VATICAN CITY, Sept. 29, 1971 (UPI) -- For 15 years an unmarked car parked daily in front of the U.S. Embassy at 12 Freedom Square in Budapest. Its occupants, three leather-jacketed Hungarian secret police, waited in fruitless vigil for Cardinal Jozsef Mindszenty.
Early Tuesday, the aged Cardinal, his bald head covered by a black fedora, stepped into the street. And the plainclothesman stood by and watched him go to freedom -- or exile -- in the Vatican.
He was the last major "prisoner" of Communism's "Church of Silence," a martyr for his faith. As the Hungarian primate once put it, "a dead cardinal may be worth more to the cause of freedom than a live one."
Since the end of World War II Mindszenty, now 79, had fought the Communists who took over his native Hungary. He spent 23 of those 26 years in prison, under house arrest or in the self-imposed exile of the grey stucco building on Freedom Square.
He was prepared, even wanted, to spend the rest of his life in that battle rather than leave Hungary, even if it meant the exile of endless hours in his Spartan, two-room "home" on the fourth floor of the embassy rather than leading the 6.5 million Hungarian Roman Catholics who were his flock.
Mindszenty, named a cardinal by Pope Pius XII in 1948, for years resisted all efforts and pressure to get him to leave the embassy, where he sought refuge Nov. 4, 1956, when Soviet tanks brutally crushed the Hungarian revolt. He could not accept the condition set by the Hungarian Government -- that he leave the nation never to return.
It finally took a direct order from Pope Paul VI to make Mindszenty leave. The Pontiff called on him to "make the hardest sacrifice of your life." Mindszenty bowed to his wishes, saying in a letter, "I accept what will be perhaps the heaviest cross of my life."
The two men finally met Tuesday after Mindszenty was driven to Vienna then flew to Rome. Pope Paul was visibly moved as they embraced in the Vatican gardens. He presented the cardinal with a personal gold ring and gave him the cross from around his neck.

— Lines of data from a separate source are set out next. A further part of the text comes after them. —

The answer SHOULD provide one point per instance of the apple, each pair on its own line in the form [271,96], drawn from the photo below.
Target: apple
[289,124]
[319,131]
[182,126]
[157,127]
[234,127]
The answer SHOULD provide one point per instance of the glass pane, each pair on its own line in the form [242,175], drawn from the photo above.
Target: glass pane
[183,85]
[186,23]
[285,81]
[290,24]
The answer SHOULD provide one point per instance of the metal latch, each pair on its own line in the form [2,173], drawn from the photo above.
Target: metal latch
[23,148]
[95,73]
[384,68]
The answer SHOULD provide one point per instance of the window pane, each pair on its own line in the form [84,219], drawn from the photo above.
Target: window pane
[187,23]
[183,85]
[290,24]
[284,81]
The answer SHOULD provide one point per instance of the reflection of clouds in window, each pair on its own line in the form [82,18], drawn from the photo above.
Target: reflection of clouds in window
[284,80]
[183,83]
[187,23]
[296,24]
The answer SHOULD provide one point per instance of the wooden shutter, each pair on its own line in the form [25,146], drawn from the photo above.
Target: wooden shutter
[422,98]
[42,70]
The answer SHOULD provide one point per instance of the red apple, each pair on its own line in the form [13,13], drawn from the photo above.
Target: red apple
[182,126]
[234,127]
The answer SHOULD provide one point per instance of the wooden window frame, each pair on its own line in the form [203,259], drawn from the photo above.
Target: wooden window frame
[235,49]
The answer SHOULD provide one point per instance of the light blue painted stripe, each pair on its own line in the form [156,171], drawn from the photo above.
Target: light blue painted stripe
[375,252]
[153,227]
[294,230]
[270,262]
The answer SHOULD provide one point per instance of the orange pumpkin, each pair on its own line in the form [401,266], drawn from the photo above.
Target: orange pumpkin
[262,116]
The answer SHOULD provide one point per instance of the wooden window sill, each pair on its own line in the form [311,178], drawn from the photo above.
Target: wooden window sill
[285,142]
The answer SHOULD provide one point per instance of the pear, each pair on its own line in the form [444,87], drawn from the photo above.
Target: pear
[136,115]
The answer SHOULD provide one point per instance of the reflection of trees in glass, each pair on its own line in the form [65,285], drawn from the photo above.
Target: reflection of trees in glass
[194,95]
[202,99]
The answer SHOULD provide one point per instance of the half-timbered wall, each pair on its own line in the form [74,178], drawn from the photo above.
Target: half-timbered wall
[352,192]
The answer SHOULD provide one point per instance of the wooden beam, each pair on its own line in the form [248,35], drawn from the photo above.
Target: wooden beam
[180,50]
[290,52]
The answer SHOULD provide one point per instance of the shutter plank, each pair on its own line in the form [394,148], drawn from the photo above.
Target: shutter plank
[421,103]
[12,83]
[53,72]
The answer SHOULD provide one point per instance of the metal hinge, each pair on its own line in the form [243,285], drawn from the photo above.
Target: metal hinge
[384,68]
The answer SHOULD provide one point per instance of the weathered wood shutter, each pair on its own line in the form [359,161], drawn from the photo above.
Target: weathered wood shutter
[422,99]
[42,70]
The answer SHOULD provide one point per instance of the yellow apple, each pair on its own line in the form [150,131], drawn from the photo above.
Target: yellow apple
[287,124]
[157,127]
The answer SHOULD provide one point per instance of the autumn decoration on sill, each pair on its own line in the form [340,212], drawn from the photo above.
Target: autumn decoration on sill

Mindszenty will spend several days resting in the Vatican, then probably go into retirement, living either in the Vatican or someplace in the vicinity. He is only six months away from the mandatory retirement age of 80 that Pope Paul set for cardinals.
The ordeal of Cardinal Jozsef Mindszenty began in early 1949 when he was arrested for his anti-Communist pastoral letters and subjected to 40 days of beatings, inquisitions, starvation and other indignities. Hollow-eyed and haggard, he appeared in court to make his "confession" to the state's charges of "treason, plotting to overthrow the government and illegal dealings in currency."
But he still had some strength left, and with it he proclaimed: "I have been more than 40 days before the police and court. They ask me and I answer. The questions and answers are not only for those who question me. A man also gives an answer to his own soul."
He was convicted and went to prison, where, as his health deteriorated, he remained until July 16, 1955, when he was allowed to go under house arrest to the summer residence of the Bishop of Pecs at Felsopeteny, Hungary.
On Oct. 5, 1956, Hungarian freedom fighters using Molotov cocktails and paving stones to battle Soviet tanks released Mindszenty. Only 120 hours later the revolt was snuffed out -- and Mindszenty sought refuge at the U.S. legation in Freedom Square.
There, home was two rooms on the fourth floor. His meals came from the ground floor canteen. He celebrated mass on a makeshift altar, his congregation the Roman Catholics among the legation's American staff and their families.
Outside, the black sedan with its three occupants waited to take Mindszenty back to jail.
As they walked out, the cardinal in an ankle-length cassock and black fedora, U.S. Ambassador Alfred Puhan joined them to say goodbye. At the door, standing under the seal of the United States, they shook hands. Mindszenty said nothing, showed no emotion.
The cardinal walked through the passing crowds to the car, climbed into the back seat. There was no backward look at the embassy, no glance up at the drawn blinds behind which he had lived for 15 years.
An escort car carrying Hungarian government officials pulled slowly away. Mindszenty's car and another auto carrying the Vatican representatives followed it. They headed for the Danube river, then turned west for the 100-mile drive to Vienna.
As the cars drove off, Mindszenty reached up and took off his fedora, revealing the cardinal's red biretta beneath. Thus, proclaiming his identity to his nation, Jozsef Mindszenty left Hungary.